“As a child, I fancied being lost in a forest,” Kulkarni said. “Wilderness expands one’s sense of possibilities, so things tend to get pretty fantastical in the forests I imagine.” While her head is in the clouds, her imaginary feet enjoy magical waterfalls, fields of yellow flowers or cozy bathtubs that overlook lush valleys.
She’s not alone. Adults spend as much as 47% of their waking lives letting their minds wander, according to one Harvard study that tracked participants with an app. Other studies say that percentage varies wildly, depending how you classify it. However, none of these studies paint staring off into space in a positive light. For decades, psychologists have equated daydreaming with a failure of cognitive control, focusing on how it stunts abilities like task processing, reading comprehension and memory. Yet, Jerome Singer, a former professor at Pennsylvania State University and the father of daydreaming research, hypothesized that daydreaming can have a positive effect. If not, why would our minds be so prone to wander?
Unlike the psychologists who have portrayed daydreaming as wholly wasteful, Singer said some daydreaming was advantageous and some counterproductive. To him, negative daydreams came in two forms: painful, obsessive fantasies, and an undisciplined inability to concentrate.
But he also proposed some playful, creative reveries, called positive constructive daydreaming, could be beneficial. Whereas the negative daydreams indicate a loss of control, people purposefully jump into the playful kind. This idea was revolutionary when Singer proposed it 70 years ago.

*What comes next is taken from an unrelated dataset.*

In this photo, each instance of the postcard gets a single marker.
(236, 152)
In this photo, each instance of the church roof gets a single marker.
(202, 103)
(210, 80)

So most psychologists have used daydreaming over the years as a barometer for a patient’s mental state rather than as a productive tool to change it. Now, a growing body of research and evidence from clinical therapy suggest we can use purposeful, playful daydreaming to improve our overall well-being. New research shows that daydreaming can inspire happiness if you purposefully engage with meaningful topics, such as pleasant memories of loved ones or imagined scenes of triumph in the face of all odds. In a recent study published in the journal Emotion, researchers tested how much pleasure people derived from thinking. Participants left to their own devices were more likely to gravitate toward worrying or neutral topics like work or school, and they were left with negative or neutral feelings after the session.
When given a framework that guided them to imagine something positive, like a fantasy of having superpowers, they were 50% more likely to feel positive after the session. Why couldn’t they do that on their own? Erin Westgate, a psychology professor at the University of Florida and the study’s lead author, said that positive daydreaming is a heavier cognitive lift. So, our brains move toward effortless mind wandering, even when the results are negative. Using your imagination “seems like it should be easy,” Westgate said. When you daydream, you’re acting as the “screenwriter, director, audience and performer in a whole mental drama going on in your head. That’s incredibly cognitively demanding.” But learning how to control your imagination correctly is worth the hassle.